Para Wall Street, el problema no pasa solamente por la geopolítica. El verdadero riesgo es que una nueva escalada del crudo vuelva a alimentar la inflación estadounidense y complique las decisiones de la Fed.
El mercado ya había mostrado esa sensibilidad durante las últimas semanas: el retroceso del petróleo ayudó inicialmente a estabilizar la curva de rendimientos, mientras que el regreso del Brent por encima de los u$s 90 volvió a ejercer presión sobre los bonos largos.
Wall Street busca recuperarse del golpe tecnológico
La moderación de las tasas largas resulta particularmente importante después del castigo que recibieron las acciones tecnológicas en la rueda anterior.
El martes, el Nasdaq perdió 1,33%, el S&P 500 cayó 0,69% y el Dow Jones retrocedió 0,22%, en una jornada en la que el salto de los rendimientos golpeó especialmente a los sectores que habían liderado las subas de Wall Street.

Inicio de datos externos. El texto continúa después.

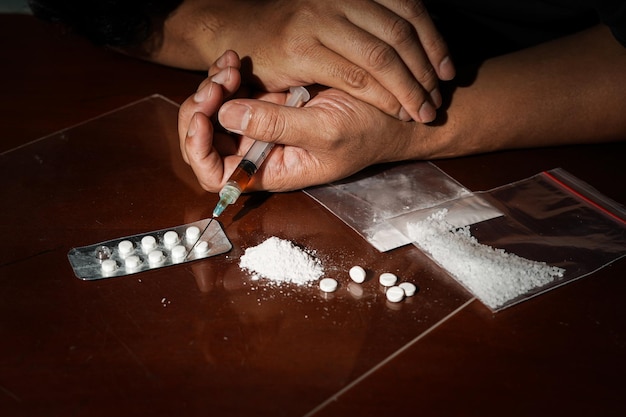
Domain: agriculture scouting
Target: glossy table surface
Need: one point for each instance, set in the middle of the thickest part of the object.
(89, 152)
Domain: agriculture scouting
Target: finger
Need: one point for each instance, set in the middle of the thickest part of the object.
(435, 47)
(206, 100)
(374, 72)
(228, 59)
(204, 160)
(395, 56)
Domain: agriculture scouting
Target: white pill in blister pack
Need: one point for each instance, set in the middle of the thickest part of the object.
(125, 247)
(179, 252)
(147, 251)
(192, 234)
(148, 244)
(170, 238)
(132, 262)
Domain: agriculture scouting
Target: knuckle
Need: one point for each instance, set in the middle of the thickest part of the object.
(400, 31)
(413, 9)
(428, 77)
(355, 77)
(269, 127)
(380, 55)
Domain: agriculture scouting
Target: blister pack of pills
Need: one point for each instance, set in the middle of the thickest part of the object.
(151, 250)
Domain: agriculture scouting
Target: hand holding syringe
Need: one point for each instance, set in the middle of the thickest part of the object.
(250, 164)
(253, 159)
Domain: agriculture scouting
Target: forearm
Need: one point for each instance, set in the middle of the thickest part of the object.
(572, 90)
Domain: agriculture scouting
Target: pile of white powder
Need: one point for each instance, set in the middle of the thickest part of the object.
(280, 260)
(492, 275)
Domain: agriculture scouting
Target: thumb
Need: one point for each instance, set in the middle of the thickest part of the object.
(259, 120)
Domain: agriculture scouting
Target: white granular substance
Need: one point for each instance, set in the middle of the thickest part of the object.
(280, 260)
(492, 275)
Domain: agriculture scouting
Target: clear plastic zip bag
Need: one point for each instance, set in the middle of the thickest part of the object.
(368, 200)
(554, 229)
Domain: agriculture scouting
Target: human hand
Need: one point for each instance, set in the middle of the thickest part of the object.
(201, 144)
(332, 137)
(386, 52)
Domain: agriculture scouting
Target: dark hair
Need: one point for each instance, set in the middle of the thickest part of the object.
(116, 23)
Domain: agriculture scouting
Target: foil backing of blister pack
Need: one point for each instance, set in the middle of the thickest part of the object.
(110, 259)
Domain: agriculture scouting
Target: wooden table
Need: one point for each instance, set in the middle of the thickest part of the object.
(202, 338)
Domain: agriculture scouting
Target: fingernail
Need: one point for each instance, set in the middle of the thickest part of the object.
(235, 117)
(221, 77)
(193, 125)
(404, 115)
(435, 97)
(427, 112)
(446, 69)
(221, 61)
(203, 93)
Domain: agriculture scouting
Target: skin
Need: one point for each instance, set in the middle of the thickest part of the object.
(387, 53)
(571, 90)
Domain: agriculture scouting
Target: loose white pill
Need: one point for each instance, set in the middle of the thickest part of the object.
(387, 279)
(179, 252)
(357, 274)
(328, 284)
(192, 233)
(395, 294)
(125, 247)
(109, 265)
(409, 288)
(202, 247)
(155, 257)
(170, 238)
(148, 243)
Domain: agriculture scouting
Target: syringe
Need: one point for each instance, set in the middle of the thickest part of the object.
(253, 159)
(250, 163)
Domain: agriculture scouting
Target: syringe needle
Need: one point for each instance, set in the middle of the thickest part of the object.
(249, 165)
(191, 249)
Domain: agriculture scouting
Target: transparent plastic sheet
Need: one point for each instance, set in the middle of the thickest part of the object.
(552, 218)
(367, 201)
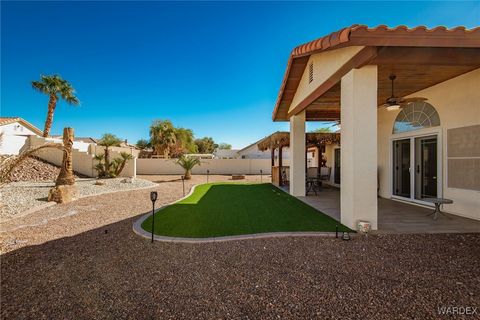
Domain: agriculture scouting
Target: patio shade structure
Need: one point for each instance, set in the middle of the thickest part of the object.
(281, 139)
(345, 76)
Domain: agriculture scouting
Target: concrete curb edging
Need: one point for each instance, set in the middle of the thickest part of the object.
(137, 228)
(52, 203)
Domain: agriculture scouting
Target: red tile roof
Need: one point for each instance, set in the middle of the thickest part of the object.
(362, 35)
(8, 120)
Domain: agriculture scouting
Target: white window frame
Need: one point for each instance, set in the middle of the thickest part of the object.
(432, 131)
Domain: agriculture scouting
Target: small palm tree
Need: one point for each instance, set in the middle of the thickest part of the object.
(121, 162)
(108, 140)
(55, 87)
(188, 163)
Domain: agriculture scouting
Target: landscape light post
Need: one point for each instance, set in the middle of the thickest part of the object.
(153, 198)
(183, 185)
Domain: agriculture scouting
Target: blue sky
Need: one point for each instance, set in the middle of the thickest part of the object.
(214, 67)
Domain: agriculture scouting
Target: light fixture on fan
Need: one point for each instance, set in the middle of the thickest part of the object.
(395, 103)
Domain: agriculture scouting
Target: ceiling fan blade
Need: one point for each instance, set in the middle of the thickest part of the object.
(414, 99)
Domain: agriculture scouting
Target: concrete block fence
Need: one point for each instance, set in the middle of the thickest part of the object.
(83, 156)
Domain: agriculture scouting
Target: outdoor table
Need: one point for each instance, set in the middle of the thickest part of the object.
(438, 202)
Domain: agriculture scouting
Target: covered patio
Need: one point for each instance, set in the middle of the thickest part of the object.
(279, 140)
(395, 216)
(347, 76)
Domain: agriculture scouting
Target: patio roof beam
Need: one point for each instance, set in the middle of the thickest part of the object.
(427, 56)
(362, 58)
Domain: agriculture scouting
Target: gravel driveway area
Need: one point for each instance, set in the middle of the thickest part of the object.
(90, 265)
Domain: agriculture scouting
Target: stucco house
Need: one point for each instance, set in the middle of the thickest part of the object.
(249, 152)
(408, 101)
(15, 132)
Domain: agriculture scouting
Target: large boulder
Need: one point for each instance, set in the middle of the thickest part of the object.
(62, 194)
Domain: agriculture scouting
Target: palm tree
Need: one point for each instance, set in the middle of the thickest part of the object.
(108, 140)
(55, 87)
(121, 162)
(162, 136)
(188, 163)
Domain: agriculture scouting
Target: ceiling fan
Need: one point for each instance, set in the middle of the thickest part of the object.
(395, 103)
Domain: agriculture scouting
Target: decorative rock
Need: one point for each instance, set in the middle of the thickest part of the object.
(238, 176)
(62, 194)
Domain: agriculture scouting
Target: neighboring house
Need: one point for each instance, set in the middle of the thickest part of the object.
(15, 132)
(249, 152)
(226, 153)
(252, 152)
(80, 139)
(425, 147)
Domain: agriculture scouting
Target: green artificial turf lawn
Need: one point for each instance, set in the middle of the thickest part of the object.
(223, 209)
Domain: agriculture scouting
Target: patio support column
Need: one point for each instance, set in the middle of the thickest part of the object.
(280, 165)
(358, 191)
(297, 154)
(319, 158)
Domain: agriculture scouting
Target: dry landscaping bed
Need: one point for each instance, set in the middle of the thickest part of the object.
(90, 265)
(18, 197)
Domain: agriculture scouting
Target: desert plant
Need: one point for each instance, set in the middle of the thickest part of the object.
(65, 176)
(206, 145)
(108, 140)
(188, 163)
(224, 146)
(143, 144)
(55, 87)
(162, 137)
(116, 165)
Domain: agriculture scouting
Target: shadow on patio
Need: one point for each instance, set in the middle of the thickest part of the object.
(395, 216)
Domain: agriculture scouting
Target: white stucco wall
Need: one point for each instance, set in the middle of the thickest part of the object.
(83, 161)
(458, 103)
(226, 154)
(14, 138)
(215, 166)
(252, 152)
(325, 64)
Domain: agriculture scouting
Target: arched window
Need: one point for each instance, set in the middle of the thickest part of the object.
(417, 115)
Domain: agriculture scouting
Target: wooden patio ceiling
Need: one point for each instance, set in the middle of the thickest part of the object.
(419, 57)
(410, 79)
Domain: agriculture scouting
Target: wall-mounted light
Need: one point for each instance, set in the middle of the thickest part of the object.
(393, 107)
(153, 198)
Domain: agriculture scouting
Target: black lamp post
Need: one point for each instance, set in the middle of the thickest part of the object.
(183, 185)
(153, 198)
(346, 236)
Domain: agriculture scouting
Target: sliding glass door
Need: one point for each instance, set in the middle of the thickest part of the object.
(401, 168)
(415, 167)
(426, 167)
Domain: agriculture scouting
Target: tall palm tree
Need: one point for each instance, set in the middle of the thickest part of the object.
(108, 140)
(163, 136)
(55, 87)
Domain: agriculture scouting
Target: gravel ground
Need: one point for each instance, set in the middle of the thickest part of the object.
(17, 197)
(90, 265)
(35, 169)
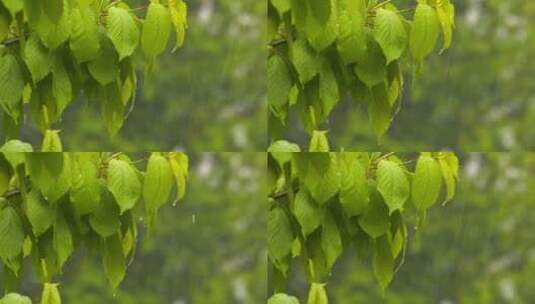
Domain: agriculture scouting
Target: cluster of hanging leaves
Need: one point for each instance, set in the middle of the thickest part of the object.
(52, 204)
(323, 50)
(321, 204)
(52, 52)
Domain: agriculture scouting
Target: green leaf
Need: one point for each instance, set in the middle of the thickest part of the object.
(282, 150)
(51, 142)
(61, 85)
(305, 60)
(112, 108)
(85, 41)
(331, 241)
(37, 57)
(427, 182)
(280, 235)
(279, 81)
(114, 261)
(424, 31)
(375, 220)
(11, 85)
(156, 30)
(379, 110)
(281, 298)
(179, 17)
(123, 31)
(319, 142)
(123, 183)
(14, 298)
(5, 175)
(40, 213)
(63, 241)
(354, 195)
(5, 19)
(53, 9)
(328, 88)
(85, 193)
(371, 70)
(317, 294)
(105, 68)
(180, 167)
(157, 184)
(352, 41)
(12, 151)
(11, 234)
(282, 6)
(105, 219)
(308, 214)
(383, 262)
(321, 23)
(390, 34)
(50, 294)
(51, 173)
(320, 175)
(14, 6)
(54, 33)
(393, 184)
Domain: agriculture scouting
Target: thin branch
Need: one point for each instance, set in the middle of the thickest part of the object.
(11, 194)
(278, 42)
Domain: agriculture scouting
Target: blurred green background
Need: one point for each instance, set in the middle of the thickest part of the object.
(210, 248)
(477, 96)
(208, 96)
(478, 249)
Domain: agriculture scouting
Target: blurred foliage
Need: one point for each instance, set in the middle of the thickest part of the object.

El vínculo es directo: cuanto mayor es la tasa libre de riesgo que ofrece la deuda estadounidense, mayor es la tasa utilizada por los inversores para descontar las ganancias futuras de las empresas. Ese efecto suele sentirse con más intensidad en compañías tecnológicas y de crecimiento, donde buena parte de las valuaciones depende de beneficios esperados a varios años.
Por eso, después de la corrección del martes, la capacidad de los Treasuries para sostener el rebote puede convertirse en una de las claves para determinar si Wall Street encuentra un piso o profundiza la toma de ganancias.
La Fed vuelve al centro del escenario
El último gran catalizador de la jornada llegará por la tarde, cuando se conozcan las minutas de la reunión de julio de la Reserva Federal, previstas para las 14 de Nueva York.
El mercado buscará señales sobre cómo evalúan los funcionarios el equilibrio entre inflación, actividad económica y tasas.
Los últimos indicadores estadounidenses mostraron cierta moderación tanto en la economía como en los precios y redujeron las apuestas a una nueva suba de tasas. Sin embargo, la recuperación del petróleo amenaza con alterar nuevamente ese escenario al mantener vivo el riesgo inflacionario.
Así, Wall Street enfrenta una rueda atravesada por tres variables estrechamente relacionadas: bonos, petróleo y Fed.
Por ahora, la primera ofrece cierto alivio: las tasas largas retroceden después de alcanzar máximos de casi dos décadas. Pero con el Brent nuevamente por encima de los u$s 90 y la deuda estadounidense todavía bajo presión estructural, el mercado tendrá que comprobar si los bonos realmente comenzaron a levantar cabeza o si se trata apenas de una pausa dentro de una corrección que todavía no terminó.